Di sini, aku langsung berkenalan dengan Bahtiar Dwi Susanto. Ia adalah pekerja kreatif dari Bogor. Karena lapar kami langsung menepi di sebuah warung yang bernama “Bakso dan Gudeg” sambil menikmati makanan, kami terlibat diskusi yang cukup asik. Ya, anggap saja sebuah perkenalan yang cukup menarik.

Tapi inilah aku  dengan segalah ketelodaran yang ku yakini bisa menjadi bencana buruk untuk selanjutnya! Aku menghilangkan titipan pak Suharna untuk anaknya. Sebelum berangkat ke Jogja, istri pak Suharna menitipkan bingkisan yang isinya jaket baru  dan uang berjumlah 250ribu rupiah yang harus aku antar pada anaknya Faisal yang memang tinggal di Jogja.
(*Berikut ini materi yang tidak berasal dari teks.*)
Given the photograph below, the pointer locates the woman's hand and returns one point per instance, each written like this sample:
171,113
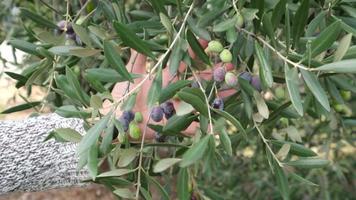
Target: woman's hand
137,65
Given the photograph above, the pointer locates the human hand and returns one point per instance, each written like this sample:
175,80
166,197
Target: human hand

Bingkisan itu tiba-tiba lenyap entah kemana. Aku kemudian membuat laporan ke petugas bandara tapi hasilnya juga nihil. Ya, sekali lagi aku telah membuat kebodohan yang membuatku harus segera menganti rugi ini semua! Khawatir dan perasaan tak nyaman menemani perjalananku ke Bumi Pemuda Rahayu (BPR), Desa Munthuk, Bantul, Daerah Istimewa Yogyakarta.

Sambil menunggu kami tiba di tempat workshop, silakan baca TOR kegiatan ini.
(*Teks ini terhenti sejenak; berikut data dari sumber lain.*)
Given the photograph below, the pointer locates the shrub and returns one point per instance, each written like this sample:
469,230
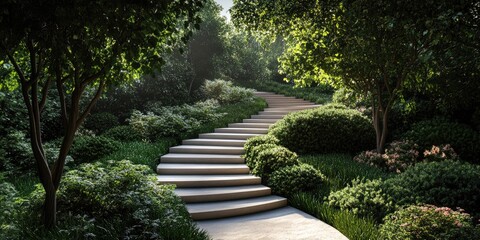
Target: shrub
124,200
89,148
365,198
428,222
447,183
226,93
293,179
440,153
257,141
398,156
440,131
101,122
271,159
252,155
325,130
123,133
Indonesia berada di wilayah rentan bencana. Posisi nya di cincin api menjadikan Indonesia rentan terhadap letusan gunung berapi, gempa bumi, tsunami, dll. Kota-kota di Indonesia tidak terkecualikan dari bencana ini. Kepadatan penduduk dan strukturnya, menjadikan kota-kota Indonesia memiliki risiko tingginya korban jiwa.

Sementara itu, pemahaman kesiapsiagaan bencana di kalangan masyarakat perkotaan Indonesia masih kurang. Sampai saat ini, pemahaman kesiapsiagaan bencana belum cukup terintegrasi ke dalam sistem pendidikan dan perencanaan kota. Perlu dilakukan pengarusutamaan kesiapsiagaan bencana ke banyak sektor dan dimensi kehidupan sehari-hari. Pengetahuan adalah dasar. Aspek penting lainnya adalah kreativitas untuk mensosialisasikan dan menginternalisasikan pengetahuan dalam kehidupan sehari-hari.

Pemerintah pusat dan daerah telah menerapkan serangkaian program, termasuk menyiapkan rencana mitigasi. Namun, dalam praktiknya, program tersebut tidak melibatkan partisipasi masyarakat sebagai sumber pengetahuan dan sebagai cara untuk mengembangkan rasa memiliki dan internalisasi pengetahuan. Seringkali kampanye kesiapsiagaan bencana yang dilakukan oleh pemerintah tidak terlalu sukses mendapatkan perhatian publik. Kampanye terlalu formal dan teknis, tidak menanggapi kebutuhan aktual dan tidak peka terhadap kehidupan sehari-hari terkait sasaran yang dituju.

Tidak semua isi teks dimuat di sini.